The cardiac CT and MRI societies took a victory lap, highlighting CCTA and CMR’s now-greater role in chest pain diagnosis, while forecasting that the new guideline will bring:

  • Increased demand for cardiac CT & MR exams and scanners
  • A need for more cardiac CT & MR staff, training, and infrastructure
  • Requests for more cardiac CT & MR funding and reimbursements
  • More collaborations across radiology, cardiology, and emergency medicine

The angiography and nuclear cardiology societies were less celebratory. Rather than warning providers to start buying more scanners and training more techs (like CT & MR), they focused on defending their roles in chest pain diagnosis, reiterating their advantages, and pointing out how the new guidelines might incorrectly steer patients to unnecessary or insufficient tests.

FFR-CT’s new role as a key post-CT diagnostic step made headlines when the guidelines came out, but the cardiac imaging societies don’t seem to be ready to welcome the AI approach. The nuclear cardiology and radiology societies called out FFR-CT’s low adoption and limited supporting evidence, while the SCCT didn’t even mention FFR-CT in its statement (and they’re the cardiac CT society!).
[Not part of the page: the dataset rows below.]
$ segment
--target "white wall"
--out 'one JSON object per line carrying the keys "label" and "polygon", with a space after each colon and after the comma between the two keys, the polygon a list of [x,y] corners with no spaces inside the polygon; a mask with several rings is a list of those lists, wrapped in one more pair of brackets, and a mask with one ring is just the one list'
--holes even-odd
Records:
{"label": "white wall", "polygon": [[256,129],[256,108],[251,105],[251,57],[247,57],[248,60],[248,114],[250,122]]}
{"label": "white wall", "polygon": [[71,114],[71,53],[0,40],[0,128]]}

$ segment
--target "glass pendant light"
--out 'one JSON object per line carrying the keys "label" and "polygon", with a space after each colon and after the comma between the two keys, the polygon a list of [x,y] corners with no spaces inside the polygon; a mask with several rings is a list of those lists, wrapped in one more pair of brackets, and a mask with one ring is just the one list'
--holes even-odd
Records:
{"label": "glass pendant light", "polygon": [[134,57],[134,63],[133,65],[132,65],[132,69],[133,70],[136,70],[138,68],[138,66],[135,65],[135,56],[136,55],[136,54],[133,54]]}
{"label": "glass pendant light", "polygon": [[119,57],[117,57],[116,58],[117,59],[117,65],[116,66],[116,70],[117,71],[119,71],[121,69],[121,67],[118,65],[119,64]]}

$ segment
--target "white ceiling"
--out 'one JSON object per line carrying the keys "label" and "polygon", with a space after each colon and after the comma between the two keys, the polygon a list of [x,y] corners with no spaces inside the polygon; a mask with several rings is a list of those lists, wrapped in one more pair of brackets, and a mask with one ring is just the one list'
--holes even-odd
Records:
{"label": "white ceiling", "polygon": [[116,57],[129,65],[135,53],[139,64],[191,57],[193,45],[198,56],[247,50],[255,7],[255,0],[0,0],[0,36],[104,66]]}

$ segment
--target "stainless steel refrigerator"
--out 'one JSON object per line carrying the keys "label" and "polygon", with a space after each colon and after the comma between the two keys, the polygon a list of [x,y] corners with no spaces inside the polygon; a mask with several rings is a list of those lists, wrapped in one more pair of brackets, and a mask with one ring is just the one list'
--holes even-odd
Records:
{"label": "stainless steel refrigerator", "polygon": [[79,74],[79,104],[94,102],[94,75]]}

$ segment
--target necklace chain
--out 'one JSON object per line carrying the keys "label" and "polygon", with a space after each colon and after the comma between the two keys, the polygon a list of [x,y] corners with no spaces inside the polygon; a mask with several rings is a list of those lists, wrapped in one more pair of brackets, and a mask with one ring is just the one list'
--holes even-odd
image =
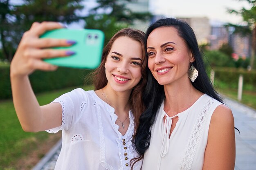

Echocardiography maintained its core role in chest pain diagnosis, but the echo society clearly wanted more specific guidelines around who can perform echo and how well they’re trained to perform those exams. That reaction is understandable given the sonographer workforce challenges and the expansion of cardiac POCUS to new clinical roles (w/ less echo training), although some might argue that echo AI tools might help address these problems.

The Takeaway

Imaging and shared decision-making play a prominent role in the new chest pain guidelines, which seems like good news for patient-specific care (and imaging department/vendor revenues), but it also leaves room for debate within the clinic and across clinical societies. 

The JACC seems to understand that it needs to clear up many of these gray areas in future versions of the chest pain guidelines. Until then, it will be up to providers to create decision-making and care pathways that work best for them, and evolve their teams and technologies accordingly.

Chest CT’s Untapped Potential

A new AJR study out of Toronto General Hospital highlighted the largely-untapped potential of non-gated chest CT CAC scoring, and the significant impact it could have with widespread adoption.

Current guidelines recommend visual CAC evaluations with all non-gated non-contrast chest CTs. However, these guidelines aren’t consistently followed and they exclude contrast-enhanced chest CTs.

The researchers challenged these practices, performing visual CAC assessments on 260 patients’ non-gated chest CT exams (116 contrast-enhanced, 144 non-contrast) and comparing them to the same patients’ cardiac CT CAC scores (performed within 12-months) and ~6-year cardiac event outcomes.

As you might expect, visual contrast-enhanced and non-contrast chest CT CAC scoring:  

  • Detected CAC with high sensitivity (83% & 90%) and specificity (both 100%)
  • Accurately predicted major cardiac events (Hazard ratios: 4.5 & 3.4)
  • Had relatively benign false negatives (0 of 26 had cardiac events)
  • Achieved high inter-observer agreement (κ=0.89 & 0.95)

The Takeaway

Considering that CAC scores were only noted in 37% of the patients’ original non-contrast chest CT reports and 23% of their contrast-enhanced chest CT reports, this study adds solid evidence in favor of more widespread CAC score reporting in non-gated CT exams.

That might also prove to be good news for the folks working on opportunistic CAC AI solutions, noting that AI has (so far) seen the greatest adoption when it supports processes that most radiologists are actually doing.